Two brothers of this name appear to have come here about the same time; their names, Richard and Elijah. Of their marriages and families we have little information. Next following we give such as we have:

Richard, "Old Dick," as pioneers usually called him because of a grandson being known as "Dick Burdette," was a sporting man and particularly a horse fancier, bought, sold, traded and raced in any settlement that had a horse it cared to match against his; attended the horse races regularly at New Orleans; his career ended, he left in that neighborhood a son whose name was Thompson Burdette. Information of Thompson's career is more meager than that of his father; yet he left a son on the ancestral lands whose name is Perry Dixon Burdette, horn about the year 1850; he married in Curtis District Miss Mary Ellen Miller; they made their home on the Spencer and Ripley turnpike near Penil some twenty-five years, farming and trading.

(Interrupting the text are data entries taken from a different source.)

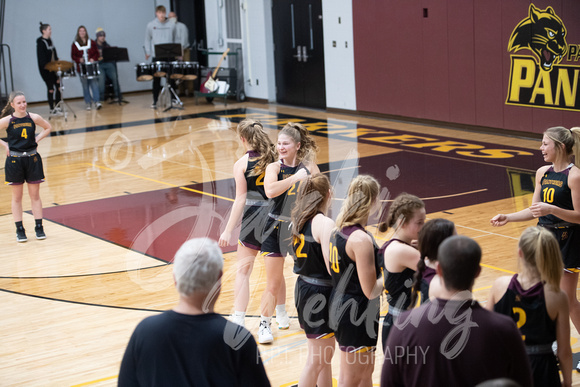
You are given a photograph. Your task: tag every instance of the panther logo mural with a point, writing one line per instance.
(542, 32)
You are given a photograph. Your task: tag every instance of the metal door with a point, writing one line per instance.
(299, 52)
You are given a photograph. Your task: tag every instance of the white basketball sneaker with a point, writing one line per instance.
(240, 320)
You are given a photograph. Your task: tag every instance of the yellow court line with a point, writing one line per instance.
(444, 196)
(161, 182)
(96, 381)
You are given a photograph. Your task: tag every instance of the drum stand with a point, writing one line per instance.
(168, 93)
(61, 106)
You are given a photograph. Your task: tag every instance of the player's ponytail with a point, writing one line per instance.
(253, 132)
(8, 108)
(312, 198)
(575, 131)
(541, 252)
(298, 133)
(43, 27)
(431, 235)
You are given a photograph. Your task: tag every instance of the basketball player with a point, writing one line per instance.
(355, 267)
(251, 205)
(407, 216)
(431, 235)
(533, 299)
(556, 204)
(297, 152)
(23, 163)
(311, 237)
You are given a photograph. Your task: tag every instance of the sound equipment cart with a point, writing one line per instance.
(232, 75)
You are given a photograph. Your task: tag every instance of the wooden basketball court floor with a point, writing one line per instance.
(126, 185)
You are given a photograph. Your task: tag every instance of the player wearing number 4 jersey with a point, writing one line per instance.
(556, 202)
(23, 163)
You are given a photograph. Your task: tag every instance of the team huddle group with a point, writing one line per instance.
(434, 332)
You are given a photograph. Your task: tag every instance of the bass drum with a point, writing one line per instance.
(69, 73)
(176, 70)
(144, 72)
(160, 69)
(190, 70)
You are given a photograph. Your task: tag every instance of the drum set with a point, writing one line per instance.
(177, 71)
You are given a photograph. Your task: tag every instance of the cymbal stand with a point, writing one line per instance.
(168, 93)
(62, 105)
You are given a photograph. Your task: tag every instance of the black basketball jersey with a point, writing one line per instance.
(397, 285)
(342, 267)
(307, 253)
(528, 309)
(21, 134)
(255, 183)
(555, 191)
(283, 203)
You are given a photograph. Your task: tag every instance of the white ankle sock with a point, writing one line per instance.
(280, 309)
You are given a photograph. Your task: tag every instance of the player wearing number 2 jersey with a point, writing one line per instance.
(556, 202)
(251, 205)
(297, 151)
(23, 163)
(310, 236)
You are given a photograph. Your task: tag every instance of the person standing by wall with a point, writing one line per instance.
(108, 69)
(84, 52)
(159, 31)
(46, 53)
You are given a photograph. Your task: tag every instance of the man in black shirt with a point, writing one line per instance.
(452, 340)
(192, 345)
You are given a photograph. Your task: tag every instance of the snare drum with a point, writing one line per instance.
(176, 70)
(160, 69)
(89, 70)
(144, 72)
(190, 70)
(69, 73)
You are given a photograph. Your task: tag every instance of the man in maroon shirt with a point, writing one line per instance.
(452, 340)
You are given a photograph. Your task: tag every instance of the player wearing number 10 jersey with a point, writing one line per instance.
(556, 202)
(354, 267)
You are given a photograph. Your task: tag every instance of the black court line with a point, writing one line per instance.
(87, 275)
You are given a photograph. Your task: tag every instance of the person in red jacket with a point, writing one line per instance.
(85, 54)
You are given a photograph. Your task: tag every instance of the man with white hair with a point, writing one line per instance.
(192, 345)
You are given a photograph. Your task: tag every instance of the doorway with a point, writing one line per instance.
(299, 53)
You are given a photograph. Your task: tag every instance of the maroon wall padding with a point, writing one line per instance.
(461, 62)
(452, 66)
(435, 61)
(488, 62)
(385, 49)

To Perry D. Burdette and Mary E. (Miller), his wife, were born and grew up five sons and three daughters. Their names in order of births are as follows:

Camden Josiah, Lycurgus C., Thornton Cadmus, Georgia, Roy Teddy, Clyde, Flossie and Eupha.

Of these we can write further as follows:

Georgia married Kenna Ivens, residents now of Gay, West Virginia.

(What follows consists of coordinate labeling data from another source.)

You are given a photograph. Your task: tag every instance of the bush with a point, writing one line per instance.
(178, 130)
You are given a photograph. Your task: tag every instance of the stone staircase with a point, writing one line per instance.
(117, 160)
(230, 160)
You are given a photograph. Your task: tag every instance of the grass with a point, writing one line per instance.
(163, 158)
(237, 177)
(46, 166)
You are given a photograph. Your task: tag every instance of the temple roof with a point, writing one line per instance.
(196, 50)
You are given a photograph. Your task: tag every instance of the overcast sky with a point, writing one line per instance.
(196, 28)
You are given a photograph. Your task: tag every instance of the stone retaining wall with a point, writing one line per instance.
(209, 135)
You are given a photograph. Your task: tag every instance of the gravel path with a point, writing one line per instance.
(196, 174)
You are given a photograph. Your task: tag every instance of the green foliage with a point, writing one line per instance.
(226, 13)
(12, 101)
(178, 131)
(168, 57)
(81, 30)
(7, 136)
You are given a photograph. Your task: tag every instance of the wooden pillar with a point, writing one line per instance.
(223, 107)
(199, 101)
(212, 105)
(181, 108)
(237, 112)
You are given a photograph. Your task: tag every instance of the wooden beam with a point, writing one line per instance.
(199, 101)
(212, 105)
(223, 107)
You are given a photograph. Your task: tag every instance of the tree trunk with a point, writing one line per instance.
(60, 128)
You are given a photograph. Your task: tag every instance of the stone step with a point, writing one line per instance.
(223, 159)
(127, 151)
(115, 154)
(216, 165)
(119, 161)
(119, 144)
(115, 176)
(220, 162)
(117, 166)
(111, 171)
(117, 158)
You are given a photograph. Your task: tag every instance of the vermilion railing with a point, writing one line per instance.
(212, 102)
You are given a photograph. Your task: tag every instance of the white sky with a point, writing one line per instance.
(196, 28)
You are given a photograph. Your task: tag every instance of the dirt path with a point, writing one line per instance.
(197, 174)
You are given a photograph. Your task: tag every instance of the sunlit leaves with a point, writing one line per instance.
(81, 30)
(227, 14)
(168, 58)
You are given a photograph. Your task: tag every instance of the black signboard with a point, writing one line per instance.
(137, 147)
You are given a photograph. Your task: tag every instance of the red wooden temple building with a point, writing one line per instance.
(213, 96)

Flossie married Charles S. Knopp, of Liverpool, West Virginia.

Eupha became wife of V. L. Douglass, they reside in Spencer District.

Lycurgus C., while but a boy enlisted in the United States Army, became Sergeant of Battery C, First U. S. Artillery, and was one of the few of that battery who survived the historic Galveston Flood, of September 8, 1900. His story of the awful night, and of his clinging to a square of flooring of some wrecked building which he seized as it passed, and on which he was washed ashore, would be a small volume of itself; he is now a resident of the City of Spencer with his wife and family; he got a broken shoulder and crushed collar bone, permanent injuries, in that Galveston catastrophe; a generous government gives him a United States pension of twenty-five dollars a month.